One of this year’s grants from the VILLUM FOUNDATION’s Young Investigator Programme has been awarded to Postdoc Jonas Schou Neergaard-Nielsen from DTU Physics. The grant will be used to develop a method for teleporting larger volumes of quantum information than is currently possible. The ultimate goal is lightning-fast secure communication networks.
By Jonas Schou Neergaard-Nielsen and Anne Hansen
On hearing the word teleportation, most of us assume it means transporting people in a split second from one place to another in true Star Trek style. However, while anything is possible in the world of fiction, we are still a long way off from being able to teleport people. On the other hand, teleportation is considered a key element in the high-speed and unbreakable encrypted communication networks of the future.
As yet, the technology—which involves moving information that only fills a single light particle, or photon—is still in its infancy. But Jonas Schou Neergaard-Nielsen, a postdoc at DTU Physics, will now try to push the boundaries of what is feasible. Jonas has just been awarded a grant from the VILLUM FOUNDATION’s Young Investigator Programme of DKK 4 million, which will be spent on developing a method for transporting information which is distributed between several photons along several separate light beams before gathering the information again at the recipient.
“At the sub-microscopic level, where quantum mechanics rule, you find a completely different logic to what we are used to in our macroscopic reality,” says Jonas. “For example, particles can be in two places at the same time, and they can even be ‘entangled’ with twin particles, so that they can feel everything that happens to each other, even when they are separated by considerable distance.”
Teleportation to replace optical fibres
Researchers can use the rather odd quantum phenomena, especially the ‘here and there’ (quantum superpositions), to, for example, design unbreakable quantum encryption and computers that can handle massive calculations that would be insurmountable for ordinary supercomputers. However, to make the most of such quantum computers, they should preferably be connected to a network.
“The obvious thing to do would be to connect the computers in an optical fibre network, where the quantum information is transferred via individual photons. However, photons are fragile, and the information is therefore easily lost. If, instead, we make an entanglement of two twin light beams found at the sender and the recipient, respectively, the sender can transfer his quantum data instantly to the recipient’s light beam without the photons having to physically travel through the fibre,” says Jonas, adding:
“Quantum teleportation is a 20-year old process which has been demonstrated experimentally by many different research groups. Nevertheless, there are still several challenges that need addressing before it can be applied in practice. Among other things, it is difficult to teleport quantum states that ‘occupy’ more than a single photon with a high degree of precision.

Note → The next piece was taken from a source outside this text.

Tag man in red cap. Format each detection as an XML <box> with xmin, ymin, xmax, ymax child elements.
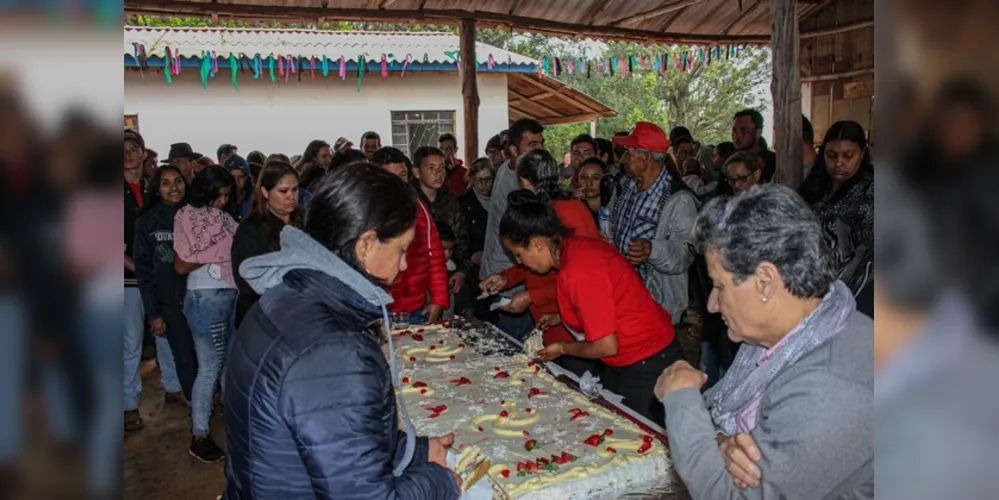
<box><xmin>611</xmin><ymin>122</ymin><xmax>698</xmax><ymax>325</ymax></box>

This is what we want to explore with this project. Roughly speaking, the idea is to distribute a ‘full’ quantum state between several light beams, which will each be teleported using a traditional one-photon teleporter. At the receiver, the individual parts are reassembled so that the original multi-photon state is restored.”
“It is a technically difficult experiment, but if we can overcome the challenges and the experiment succeeds, we will have demonstrated a method which in future, once the technology is mature, will offer a good alternative to other types of teleportation. It would then make sense to continue the research with a demonstration of how teleportation can be applied in a simple quantum computer network,” says Jonas.